Rano Karno Buka Suara Usai Eks Kadis LH DKI Jadi Tersangka Longsor Sampah Maut
Wakil Gubernur DKI Jakarta Rano Karno akhirnya memberikan tanggapan resmi setelah mantan Kepala Dinas Lingkungan Hidup (LH) DKI Jakarta, Asep Kuswanto, ditetapkan sebagai tersangka dalam kasus longsor maut di Tempat Pengolahan Sampah Terpadu (TPST) Bantargebang. Rano menegaskan bahwa pihaknya akan mematuhi seluruh proses hukum yang sedang berjalan.
Konsekuensi Hukum Harus Dijalankan
Di Balai Kota Jakarta, Selasa (21/4/2026), Rano Karno menyatakan dengan tegas bahwa penetapan tersangka tersebut merupakan konsekuensi hukum yang harus diterima. "Kita biarkan saja. Kita patuh akan hukum, segala macam ya. Kalau memang itu menjadi satu konsekuensi, ya dijalankan saja," ujar Rano Karno dengan nada serius.
Lebih lanjut, Wakil Gubernur DKI itu mengungkapkan bahwa Pemerintah Provinsi DKI Jakarta siap memberikan pendampingan hukum sesuai dengan mekanisme yang berlaku dalam pemerintahan. "Kalau memang itu, kita tentu akan semaksimal memberikan pendampingan hukum.
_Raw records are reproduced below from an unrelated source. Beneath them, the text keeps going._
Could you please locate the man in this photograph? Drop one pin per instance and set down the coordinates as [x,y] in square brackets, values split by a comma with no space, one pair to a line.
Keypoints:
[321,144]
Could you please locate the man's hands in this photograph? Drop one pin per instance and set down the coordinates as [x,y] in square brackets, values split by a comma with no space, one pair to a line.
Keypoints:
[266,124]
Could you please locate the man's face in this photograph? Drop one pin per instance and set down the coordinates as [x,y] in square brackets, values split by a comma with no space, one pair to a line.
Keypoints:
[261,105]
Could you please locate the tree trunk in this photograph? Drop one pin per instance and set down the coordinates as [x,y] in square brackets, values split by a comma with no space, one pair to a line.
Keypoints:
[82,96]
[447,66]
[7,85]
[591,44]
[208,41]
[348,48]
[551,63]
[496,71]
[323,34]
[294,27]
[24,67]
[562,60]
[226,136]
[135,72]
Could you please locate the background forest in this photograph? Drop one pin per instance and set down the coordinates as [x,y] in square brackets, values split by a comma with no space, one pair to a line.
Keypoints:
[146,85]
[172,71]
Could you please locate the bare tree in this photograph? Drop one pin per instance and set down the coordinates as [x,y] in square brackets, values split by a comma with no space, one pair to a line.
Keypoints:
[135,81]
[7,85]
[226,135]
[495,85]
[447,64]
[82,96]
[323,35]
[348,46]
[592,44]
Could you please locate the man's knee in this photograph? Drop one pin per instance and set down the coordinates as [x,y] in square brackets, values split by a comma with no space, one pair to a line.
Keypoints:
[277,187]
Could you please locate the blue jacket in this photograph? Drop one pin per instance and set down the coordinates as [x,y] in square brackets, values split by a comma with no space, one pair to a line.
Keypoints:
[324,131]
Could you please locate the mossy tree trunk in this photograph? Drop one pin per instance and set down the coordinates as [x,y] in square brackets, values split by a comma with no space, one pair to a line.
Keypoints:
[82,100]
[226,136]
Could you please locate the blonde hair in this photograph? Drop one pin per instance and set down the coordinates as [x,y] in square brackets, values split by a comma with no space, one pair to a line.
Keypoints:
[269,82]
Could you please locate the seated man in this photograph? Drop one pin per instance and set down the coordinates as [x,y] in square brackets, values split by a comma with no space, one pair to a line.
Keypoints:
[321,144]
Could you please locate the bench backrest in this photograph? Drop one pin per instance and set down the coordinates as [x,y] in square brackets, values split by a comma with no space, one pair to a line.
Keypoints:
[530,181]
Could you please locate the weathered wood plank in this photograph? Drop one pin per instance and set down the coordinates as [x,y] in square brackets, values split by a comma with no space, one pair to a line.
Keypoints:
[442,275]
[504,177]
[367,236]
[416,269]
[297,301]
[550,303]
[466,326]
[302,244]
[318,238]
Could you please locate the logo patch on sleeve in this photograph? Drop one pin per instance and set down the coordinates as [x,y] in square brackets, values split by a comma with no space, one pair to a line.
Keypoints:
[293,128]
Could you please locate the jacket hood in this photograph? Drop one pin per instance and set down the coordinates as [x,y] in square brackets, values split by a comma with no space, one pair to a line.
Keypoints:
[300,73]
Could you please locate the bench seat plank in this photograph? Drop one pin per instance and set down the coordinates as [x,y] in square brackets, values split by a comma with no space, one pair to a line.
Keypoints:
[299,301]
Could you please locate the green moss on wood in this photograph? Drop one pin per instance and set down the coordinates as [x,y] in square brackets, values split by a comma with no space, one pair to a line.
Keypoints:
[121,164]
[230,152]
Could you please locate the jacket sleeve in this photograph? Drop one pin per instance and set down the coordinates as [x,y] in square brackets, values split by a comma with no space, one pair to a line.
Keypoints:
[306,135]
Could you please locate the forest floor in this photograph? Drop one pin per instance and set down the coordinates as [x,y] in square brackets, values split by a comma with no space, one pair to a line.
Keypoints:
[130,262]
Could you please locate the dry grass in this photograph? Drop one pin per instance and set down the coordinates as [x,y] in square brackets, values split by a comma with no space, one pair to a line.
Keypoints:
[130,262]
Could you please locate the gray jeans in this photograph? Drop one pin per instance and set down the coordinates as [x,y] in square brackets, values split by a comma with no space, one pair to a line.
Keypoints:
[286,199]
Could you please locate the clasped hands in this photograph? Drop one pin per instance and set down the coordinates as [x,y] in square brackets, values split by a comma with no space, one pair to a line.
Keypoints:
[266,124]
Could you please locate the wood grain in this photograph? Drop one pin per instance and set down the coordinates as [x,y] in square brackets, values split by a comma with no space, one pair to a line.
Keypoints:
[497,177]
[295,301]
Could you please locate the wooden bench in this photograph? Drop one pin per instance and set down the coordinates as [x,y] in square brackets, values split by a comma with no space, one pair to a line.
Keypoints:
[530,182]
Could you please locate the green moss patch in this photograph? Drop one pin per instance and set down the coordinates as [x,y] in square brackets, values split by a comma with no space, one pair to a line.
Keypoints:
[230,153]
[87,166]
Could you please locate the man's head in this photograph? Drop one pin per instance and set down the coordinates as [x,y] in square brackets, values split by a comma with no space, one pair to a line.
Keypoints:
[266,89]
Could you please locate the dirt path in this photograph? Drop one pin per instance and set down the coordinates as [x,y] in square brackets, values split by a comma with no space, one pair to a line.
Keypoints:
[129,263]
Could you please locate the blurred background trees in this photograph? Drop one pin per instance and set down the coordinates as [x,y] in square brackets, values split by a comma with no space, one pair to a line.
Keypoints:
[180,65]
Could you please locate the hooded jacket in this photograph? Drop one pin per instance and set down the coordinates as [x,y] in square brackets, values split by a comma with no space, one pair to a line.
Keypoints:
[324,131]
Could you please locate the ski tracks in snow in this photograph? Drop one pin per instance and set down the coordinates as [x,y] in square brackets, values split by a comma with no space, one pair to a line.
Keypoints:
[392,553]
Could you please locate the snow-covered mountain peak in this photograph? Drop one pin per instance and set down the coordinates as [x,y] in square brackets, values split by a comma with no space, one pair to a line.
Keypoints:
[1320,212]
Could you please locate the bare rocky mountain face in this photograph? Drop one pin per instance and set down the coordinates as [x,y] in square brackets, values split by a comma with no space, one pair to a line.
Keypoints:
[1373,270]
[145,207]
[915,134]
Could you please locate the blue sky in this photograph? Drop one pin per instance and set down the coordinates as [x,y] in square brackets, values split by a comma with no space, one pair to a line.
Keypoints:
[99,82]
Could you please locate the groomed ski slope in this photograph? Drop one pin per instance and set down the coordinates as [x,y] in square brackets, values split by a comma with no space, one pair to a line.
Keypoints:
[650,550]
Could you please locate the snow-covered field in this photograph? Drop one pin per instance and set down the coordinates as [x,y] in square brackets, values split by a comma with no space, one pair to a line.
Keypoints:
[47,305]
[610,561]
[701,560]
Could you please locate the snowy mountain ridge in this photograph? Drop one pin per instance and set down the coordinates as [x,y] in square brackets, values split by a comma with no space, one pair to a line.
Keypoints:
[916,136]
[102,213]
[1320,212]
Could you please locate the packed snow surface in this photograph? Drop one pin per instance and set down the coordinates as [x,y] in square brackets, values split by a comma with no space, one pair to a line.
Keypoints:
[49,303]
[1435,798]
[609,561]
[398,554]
Itu mekanisme kepemerintahan yang biasa dilakukan," jelas Rano Karno.
Persoalan Sampah Bantargebang Bukan Hal Baru
Rano Karno mengungkap fakta penting bahwa persoalan sampah di TPST Bantargebang sebenarnya bukan merupakan masalah baru. Menurutnya, sudah ada peringatan yang diberikan sejak tahun 2024 mengenai kondisi tersebut. "Ini kan sebetulnya perjalanan panjang. Bukan perjalanan seminggu, dua minggu. Bahkan sudah diperingati dari tahun 2024," tegas Rano Karno.
Dia menambahkan dengan penuh kesadaran, "Jadi artinya ya ini satu konsekuensi yang memang harus dipikul." Rano juga menjamin bahwa Pemprov DKI akan bersikap kooperatif apabila dimintai keterangan oleh aparat penegak hukum terkait kasus ini.
Latar Belakang Penetapan Tersangka
Sebelumnya, Penyidik lingkungan hidup Kementerian Lingkungan Hidup (KLH) telah menetapkan mantan Kepala Dinas Lingkungan Hidup DKI Jakarta, Asep Kuswanto, sebagai tersangka dalam kasus longsornya TPST Bantargebang. Peristiwa tragis ini telah menewaskan tujuh orang, menimbulkan duka mendalam bagi keluarga korban dan masyarakat luas.
Menteri Lingkungan Hidup sekaligus Kepala Badan Pengendalian Lingkungan Hidup (BPLH), Hanif Faisol Nurofiq, menyampaikan pernyataan tegas bahwa pemerintah tidak akan memberikan toleransi terhadap praktik pengelolaan sampah yang melanggar ketentuan. Apalagi mengingat peristiwa longsor tersebut telah menimbulkan korban jiwa.
"Penegakan hukum ini merupakan bagian dari komitmen pemerintah untuk memastikan pengelolaan sampah dilakukan secara bertanggung jawab dan sesuai dengan ketentuan peraturan perundang-undangan," tegas Hanif Faisol Nurofiq seperti dilansir Antara, Senin (20/4).
Menteri Hanif menjelaskan lebih rinci bahwa pemerintah telah memberikan ruang pembinaan, pengawasan, serta sanksi administratif sebelumnya. Namun ketika ketentuan tidak dipatuhi, maka langkah penegakan hukum harus dilakukan tanpa kompromi.
Dampak dan Implikasi Kasus
Kasus longsor sampah maut di Bantargebang ini telah menyoroti beberapa masalah penting:
- Tanggung jawab pengelolaan sampah yang harus dilakukan secara profesional dan aman
- Kepatuhan terhadap regulasi lingkungan yang seringkali diabaikan
- Konsekuensi hukum bagi pejabat yang lalai dalam menjalankan tugas
- Keselamatan warga yang harus menjadi prioritas utama dalam pengelolaan TPST
Dengan penetapan tersangka ini, diharapkan dapat menjadi pelajaran berharga bagi seluruh pihak terkait dalam pengelolaan sampah di DKI Jakarta khususnya dan Indonesia pada umumnya. Proses hukum yang sedang berjalan ini diharapkan dapat memberikan keadilan bagi korban dan keluarga yang ditinggalkan.